Serious
black activists in the electoral arena rarely need ask themselves
what it is
that African Americans want. The range of political views held
among African Americans – what we have called the Black
Consensus – is remarkably consistent across regions, income
levels and generations, and solidly anchors the leftward end
of American political discourse. The unanswered question has
always been: How do we build and mobilize the broad support across
racial lines necessary to enact the progressive public
policies at the core of the Black Consensus.
Illinois State Senator
Barack Obama, a candidate in the March 16 Illinois Democratic
primary for the US Senate, framed the question this way in his
dialogue with last
June:
“…a
broader question remains on the table. What is the
best strategy for building majority support for a progressive
agenda, and for reversing the rightward drift of this country?”
We at posed
the question in terms of the “bright lines” that progressives
must draw – public policy lines that appeal to, serve and empower
people rather than corporations. We at think
that Obama’s Illinois campaign is a fine example of how progressive
Black candidates can and should present themselves in statewide
contests. With the election a few days away Obama retains a
narrow lead over the field of Illinois Democratic senatorial
contenders. To his credit, Obama has so far rejected the strategies
of failed African American candidates for statewide office
like Ron Kirk of Texas. He has not packaged himself as a fiscal
or any other kind of conservative, and refuses to run rightward
to that imaginary moving target the corporate media call “the
center.”
Candidate
Obama addressed public meetings opposing the invasion of
Iraq in the months
before it happened, and maintains a principled critique of
the nation’s lunge into militarism and illegal pre-emptive
war. He has appeared at dozens of community forums around
the state discussing the nuts, bolts and ramifications of the
Patriot Act. He has inveighed against the executive branch’s
newly asserted power to detain citizens of this or any other
country indefinitely on military bases and law-free zones like
Guantanamo, and more recently, Central Africa. Obama supported
single-payer health care proposals in the Illinois State Senate
on the basis that medical care is a human right. He steadfastly
insists that provisions of Corporate Rights treaties – misleadingly
labeled “free trade” agreements in the corporate media – such
as NAFTA must be renegotiated to protect workers and the environment.
Barack
Obama knows that building broad support for the core demands
of the Black
Consensus can only be achieved by recasting them as answers
to the basic economic needs of the vast majority of this country’s
citizens.
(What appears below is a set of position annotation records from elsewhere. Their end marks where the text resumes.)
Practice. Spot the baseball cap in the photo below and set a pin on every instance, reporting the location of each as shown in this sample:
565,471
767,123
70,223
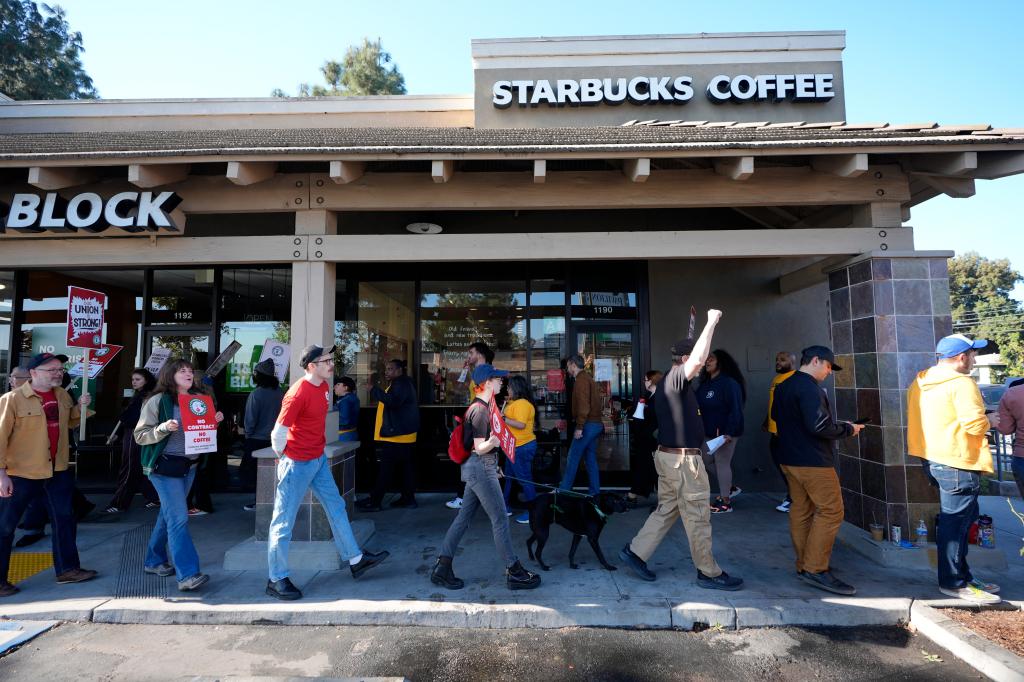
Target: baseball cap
824,353
954,344
310,353
484,372
682,347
While nobody will benefit more than African Americans
from guarantees that public education be adequately and equally
funded across this nation, the provision of equal and adequate
funding for public schools is not a “black” issue. The same
is true with regard to universal single-payer health care,
retirement security, and the rights to organize unions, bargain
collectively and strike.
Throughout
the primary election campaign Obama successfully emphasized
the “bright
line” issues that define the democratic wing of the Democratic
party. In so doing, he has proved, like Howard Dean, that
if you really intend to lead, you must move the center instead
of moving rightward to it.
We at commend
his efforts thus far, and we hope Illinois Democrats give him
the chance to do the same in a general election campaign. Illinois
is a large and diverse state and what works there can work
nationwide. To lift a quote from A
More Perfect Union, the very useful book by Congressman
Jesse Jackson Jr. and Frank Watkins,
“…putting a progressive African American on the ticket automatically
shifts the center significantly to the left by increasing
voter registration, participation and turnout. By insisting
that an African American on that ticket be politically progressive
and identified with progressive economic issues, not just
progressive African American issues, many of the large majority
of disenfranchised voters and potential voters…would be galvanized
into registering and voting for Democrats in record numbers.
(p. 464-465)
While
Jackson and Watkins are discussing the merits of choosing
a progressive
African American as a Democratic vice-presidential candidate,
the dynamics clearly apply to a top-of-the-ticket black progressive
candidacy in a large state like Illinois this presidential
year. Barack Obama would bring more Democrats and independents
to the polls in November than any other Democratic candidate
and lock out any hope of a Bush victory in Illinois. The president’s
party currently holds the US Senate by a single vote. Republicans
in Illinois and nationally have no answer to a candidate and
a message like Obama’s, save to intensify their appeals to
fear, homophobia and racism.
If ’s
readers will forgive us for borrowing the vacuous term from
the corporate media, Barack Obama is indeed “electable.” And
he is the candidate Republicans should fear the most.